楚聿本來就沒打算把林緋染怎麽樣,他叫林緋染過來,也是希望能夠給林緋染一個清白,免得張嫂一直口口聲聲地說是林緋染動了手腳。
但林緋染現在這皮笑肉不笑的模樣,倒好像他是那個興師問罪的人一樣。
楚聿心裏咯噔了一聲,他隻覺得他跟林緋染之間的矛盾似乎越來越深了,現在有很多話想跟林緋染說,但一時間又不知道從何說起。
林緋染見他沒回答,就當他是默認了,轉身就往外走去。
楚聿在後麵猶豫地叫她,她也隻當做沒有聽見。
現在她已經可以百分之百確定,柳詩詩根本沒得什麽抑鬱症!
一個對一切都失去興趣的真正重度抑鬱症患者,不可能還會處心積慮地設計陷害別人。
如果柳詩詩隻是假裝抑鬱症騙取楚聿的同情,那也就罷了,她雖然不是滋味,但不會去拆穿柳詩詩,因為她本來也不想去跟柳詩詩搶楚聿。
但柳詩詩把主意打到了她身上來,還想著害她,那她就絕對不能忍了!
要是放著柳詩詩不管的話,以後這種類似的陷害事件恐怕還會接二連三發生,那她就沒有安生日子過了。
不過,要怎麽證明柳詩詩根本沒得抑鬱症呢?
這次柳詩詩學得很乖,從頭到尾沒有對她表現出明顯的敵意,甚至還裝模作樣地為她說話,惡人全讓張嫂去當了。

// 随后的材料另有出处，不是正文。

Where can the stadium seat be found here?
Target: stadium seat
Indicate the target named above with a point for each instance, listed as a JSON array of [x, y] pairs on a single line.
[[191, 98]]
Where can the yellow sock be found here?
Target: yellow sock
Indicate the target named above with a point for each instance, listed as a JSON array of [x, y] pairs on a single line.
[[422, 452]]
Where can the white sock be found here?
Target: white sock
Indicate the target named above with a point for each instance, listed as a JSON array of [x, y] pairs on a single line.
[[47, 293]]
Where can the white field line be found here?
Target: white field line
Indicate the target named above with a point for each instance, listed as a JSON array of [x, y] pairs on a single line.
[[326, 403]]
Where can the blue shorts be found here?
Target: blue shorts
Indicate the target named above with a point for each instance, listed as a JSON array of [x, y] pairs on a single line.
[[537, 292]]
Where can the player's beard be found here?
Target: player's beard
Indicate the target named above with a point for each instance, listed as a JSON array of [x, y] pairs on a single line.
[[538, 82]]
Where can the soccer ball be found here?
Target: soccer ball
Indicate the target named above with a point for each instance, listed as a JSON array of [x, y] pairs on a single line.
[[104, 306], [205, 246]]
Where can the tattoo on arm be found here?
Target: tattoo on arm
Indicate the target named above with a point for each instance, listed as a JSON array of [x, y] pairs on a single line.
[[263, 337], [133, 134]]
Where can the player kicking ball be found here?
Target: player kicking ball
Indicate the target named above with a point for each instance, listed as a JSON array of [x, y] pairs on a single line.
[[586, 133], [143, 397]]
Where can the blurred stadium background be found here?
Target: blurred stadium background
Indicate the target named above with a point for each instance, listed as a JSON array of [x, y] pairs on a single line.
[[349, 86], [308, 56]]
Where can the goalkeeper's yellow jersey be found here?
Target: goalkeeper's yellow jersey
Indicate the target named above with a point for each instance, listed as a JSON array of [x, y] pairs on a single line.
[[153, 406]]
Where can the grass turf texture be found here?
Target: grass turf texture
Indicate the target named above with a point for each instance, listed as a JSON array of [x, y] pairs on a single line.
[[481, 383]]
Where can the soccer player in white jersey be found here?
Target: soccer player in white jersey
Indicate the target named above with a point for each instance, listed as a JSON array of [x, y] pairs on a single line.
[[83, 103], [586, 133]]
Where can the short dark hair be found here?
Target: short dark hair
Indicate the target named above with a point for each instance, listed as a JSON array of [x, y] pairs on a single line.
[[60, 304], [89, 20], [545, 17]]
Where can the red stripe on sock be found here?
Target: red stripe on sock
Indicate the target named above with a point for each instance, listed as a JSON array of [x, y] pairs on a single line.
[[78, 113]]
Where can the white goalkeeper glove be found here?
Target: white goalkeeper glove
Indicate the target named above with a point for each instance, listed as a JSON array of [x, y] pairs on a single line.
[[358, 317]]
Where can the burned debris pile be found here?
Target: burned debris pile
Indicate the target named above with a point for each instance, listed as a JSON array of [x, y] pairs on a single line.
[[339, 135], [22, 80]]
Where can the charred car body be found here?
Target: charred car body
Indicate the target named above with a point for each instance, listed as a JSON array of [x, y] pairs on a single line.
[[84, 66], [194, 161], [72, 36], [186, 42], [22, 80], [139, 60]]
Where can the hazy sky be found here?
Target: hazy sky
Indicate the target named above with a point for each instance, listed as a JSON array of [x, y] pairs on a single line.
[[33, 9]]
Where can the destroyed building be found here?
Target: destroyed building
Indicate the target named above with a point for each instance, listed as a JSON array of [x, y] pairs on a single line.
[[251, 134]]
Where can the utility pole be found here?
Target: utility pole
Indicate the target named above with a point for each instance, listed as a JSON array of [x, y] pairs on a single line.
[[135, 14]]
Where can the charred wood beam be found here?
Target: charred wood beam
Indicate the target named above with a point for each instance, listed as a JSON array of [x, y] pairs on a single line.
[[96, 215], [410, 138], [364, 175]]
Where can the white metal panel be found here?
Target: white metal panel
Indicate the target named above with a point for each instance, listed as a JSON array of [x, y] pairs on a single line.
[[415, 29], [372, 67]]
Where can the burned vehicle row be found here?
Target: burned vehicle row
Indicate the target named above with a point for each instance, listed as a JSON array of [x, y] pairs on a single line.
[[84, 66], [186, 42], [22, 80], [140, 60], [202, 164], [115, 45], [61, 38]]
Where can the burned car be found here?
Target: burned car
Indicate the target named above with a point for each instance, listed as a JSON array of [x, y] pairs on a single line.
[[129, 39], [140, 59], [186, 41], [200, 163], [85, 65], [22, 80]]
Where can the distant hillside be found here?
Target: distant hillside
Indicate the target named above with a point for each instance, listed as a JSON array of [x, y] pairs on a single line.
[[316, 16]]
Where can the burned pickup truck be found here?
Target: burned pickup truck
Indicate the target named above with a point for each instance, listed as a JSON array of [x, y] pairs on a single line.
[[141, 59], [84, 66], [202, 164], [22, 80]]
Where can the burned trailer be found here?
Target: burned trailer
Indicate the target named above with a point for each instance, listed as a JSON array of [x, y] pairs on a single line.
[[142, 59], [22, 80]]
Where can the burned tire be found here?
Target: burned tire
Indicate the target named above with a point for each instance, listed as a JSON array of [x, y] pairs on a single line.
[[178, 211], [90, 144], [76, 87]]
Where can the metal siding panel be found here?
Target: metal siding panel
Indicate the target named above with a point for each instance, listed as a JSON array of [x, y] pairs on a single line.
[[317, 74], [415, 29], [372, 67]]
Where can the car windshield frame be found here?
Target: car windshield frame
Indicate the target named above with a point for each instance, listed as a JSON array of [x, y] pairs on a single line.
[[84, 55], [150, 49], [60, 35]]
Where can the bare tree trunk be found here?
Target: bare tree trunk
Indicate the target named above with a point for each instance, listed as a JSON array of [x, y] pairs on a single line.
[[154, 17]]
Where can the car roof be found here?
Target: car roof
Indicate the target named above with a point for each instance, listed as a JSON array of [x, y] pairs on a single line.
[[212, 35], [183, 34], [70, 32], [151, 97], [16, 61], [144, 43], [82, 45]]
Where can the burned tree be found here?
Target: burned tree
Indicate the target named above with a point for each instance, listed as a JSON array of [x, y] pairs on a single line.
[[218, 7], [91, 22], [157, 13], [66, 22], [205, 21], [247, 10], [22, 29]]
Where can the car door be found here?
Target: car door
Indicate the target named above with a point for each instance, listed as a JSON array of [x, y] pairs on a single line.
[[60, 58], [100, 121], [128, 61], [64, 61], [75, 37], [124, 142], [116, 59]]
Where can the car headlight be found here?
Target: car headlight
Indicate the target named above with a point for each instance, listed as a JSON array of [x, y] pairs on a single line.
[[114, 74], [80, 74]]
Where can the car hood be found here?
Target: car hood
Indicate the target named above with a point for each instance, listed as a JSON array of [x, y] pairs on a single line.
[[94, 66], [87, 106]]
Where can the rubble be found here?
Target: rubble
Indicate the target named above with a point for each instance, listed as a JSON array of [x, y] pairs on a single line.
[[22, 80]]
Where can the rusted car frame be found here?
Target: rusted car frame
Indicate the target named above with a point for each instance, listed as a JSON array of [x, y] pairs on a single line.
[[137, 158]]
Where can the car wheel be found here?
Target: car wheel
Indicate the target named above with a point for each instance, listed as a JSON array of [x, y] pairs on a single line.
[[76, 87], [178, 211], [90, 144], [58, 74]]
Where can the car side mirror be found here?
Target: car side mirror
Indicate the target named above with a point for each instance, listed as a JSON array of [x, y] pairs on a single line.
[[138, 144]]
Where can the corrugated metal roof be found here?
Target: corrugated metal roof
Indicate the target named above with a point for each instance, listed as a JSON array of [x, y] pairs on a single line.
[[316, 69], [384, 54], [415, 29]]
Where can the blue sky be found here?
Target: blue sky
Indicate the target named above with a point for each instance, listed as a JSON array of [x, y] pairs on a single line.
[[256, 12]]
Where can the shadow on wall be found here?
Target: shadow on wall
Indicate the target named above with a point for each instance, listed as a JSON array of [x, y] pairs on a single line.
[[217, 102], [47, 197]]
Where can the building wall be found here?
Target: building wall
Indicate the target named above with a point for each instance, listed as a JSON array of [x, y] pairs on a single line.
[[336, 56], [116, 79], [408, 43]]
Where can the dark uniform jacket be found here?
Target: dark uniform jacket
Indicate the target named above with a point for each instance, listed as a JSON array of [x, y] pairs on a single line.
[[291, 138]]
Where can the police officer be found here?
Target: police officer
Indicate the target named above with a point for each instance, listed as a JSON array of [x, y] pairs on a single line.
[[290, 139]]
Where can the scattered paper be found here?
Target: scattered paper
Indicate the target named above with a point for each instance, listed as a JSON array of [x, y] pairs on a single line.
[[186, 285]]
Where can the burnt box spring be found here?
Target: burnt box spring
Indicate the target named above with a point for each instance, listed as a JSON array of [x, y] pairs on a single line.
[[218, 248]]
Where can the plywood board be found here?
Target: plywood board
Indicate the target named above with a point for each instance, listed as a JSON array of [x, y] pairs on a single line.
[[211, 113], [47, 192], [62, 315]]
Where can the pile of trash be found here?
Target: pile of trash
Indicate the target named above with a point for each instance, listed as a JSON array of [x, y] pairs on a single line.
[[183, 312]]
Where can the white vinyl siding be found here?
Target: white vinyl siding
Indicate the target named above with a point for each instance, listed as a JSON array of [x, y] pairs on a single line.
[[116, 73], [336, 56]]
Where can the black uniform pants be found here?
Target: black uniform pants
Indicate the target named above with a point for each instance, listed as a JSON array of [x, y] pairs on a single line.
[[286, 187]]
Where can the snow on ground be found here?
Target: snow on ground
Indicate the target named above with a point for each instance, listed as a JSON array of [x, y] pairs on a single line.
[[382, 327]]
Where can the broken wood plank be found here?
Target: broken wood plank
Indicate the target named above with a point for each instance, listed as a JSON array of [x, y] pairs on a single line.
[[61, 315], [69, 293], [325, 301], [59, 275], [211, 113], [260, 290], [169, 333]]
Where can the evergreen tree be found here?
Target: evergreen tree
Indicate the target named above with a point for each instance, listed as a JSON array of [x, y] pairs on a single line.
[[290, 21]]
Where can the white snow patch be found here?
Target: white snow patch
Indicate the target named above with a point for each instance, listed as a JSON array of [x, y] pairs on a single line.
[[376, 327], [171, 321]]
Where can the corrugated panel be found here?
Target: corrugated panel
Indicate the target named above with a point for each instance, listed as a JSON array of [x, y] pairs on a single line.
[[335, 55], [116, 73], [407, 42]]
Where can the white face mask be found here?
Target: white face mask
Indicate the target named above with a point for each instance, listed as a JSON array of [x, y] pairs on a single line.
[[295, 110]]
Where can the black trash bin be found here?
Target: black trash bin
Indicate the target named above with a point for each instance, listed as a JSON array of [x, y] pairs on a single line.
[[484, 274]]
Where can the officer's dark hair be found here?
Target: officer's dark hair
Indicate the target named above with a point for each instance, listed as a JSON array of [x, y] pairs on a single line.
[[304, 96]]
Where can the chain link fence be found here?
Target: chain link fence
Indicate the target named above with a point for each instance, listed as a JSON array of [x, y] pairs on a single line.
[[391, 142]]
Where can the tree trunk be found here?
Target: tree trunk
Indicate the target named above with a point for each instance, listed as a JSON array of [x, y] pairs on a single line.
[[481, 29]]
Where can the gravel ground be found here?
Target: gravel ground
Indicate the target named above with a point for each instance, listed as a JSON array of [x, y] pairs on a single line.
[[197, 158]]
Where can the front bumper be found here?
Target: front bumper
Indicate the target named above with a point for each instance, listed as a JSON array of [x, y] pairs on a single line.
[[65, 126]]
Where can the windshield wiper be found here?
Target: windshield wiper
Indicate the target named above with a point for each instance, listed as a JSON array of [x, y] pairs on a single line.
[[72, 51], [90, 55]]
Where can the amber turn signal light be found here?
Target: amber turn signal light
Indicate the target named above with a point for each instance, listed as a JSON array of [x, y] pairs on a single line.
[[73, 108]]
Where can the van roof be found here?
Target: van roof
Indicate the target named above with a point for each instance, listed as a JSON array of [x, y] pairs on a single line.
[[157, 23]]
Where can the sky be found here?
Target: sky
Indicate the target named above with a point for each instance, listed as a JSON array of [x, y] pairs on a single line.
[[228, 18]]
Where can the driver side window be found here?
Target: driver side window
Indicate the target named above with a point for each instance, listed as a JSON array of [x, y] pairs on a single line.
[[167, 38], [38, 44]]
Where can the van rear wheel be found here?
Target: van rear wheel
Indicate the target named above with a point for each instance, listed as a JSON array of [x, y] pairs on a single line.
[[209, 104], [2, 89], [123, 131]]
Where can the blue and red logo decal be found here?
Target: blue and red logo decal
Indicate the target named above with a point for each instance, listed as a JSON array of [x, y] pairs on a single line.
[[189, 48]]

這樣,即便陷害失敗,柳詩詩也隻需要說搞錯了就行了,很容易撇清關係。
抑鬱症是心理範疇的疾病,需要心理醫生的診斷,但以林緋染的能力,很難另外去找一個更具權威性的心理醫生,去給柳詩詩看過,然後又去向楚聿甩出足夠有力的證據,說柳詩詩其實沒有得抑鬱症。
再說,就算她證明了柳詩詩沒得抑鬱症,最多也不過是讓楚聿對柳詩詩的欺騙心生反感,不允許柳詩詩再住在他家裏。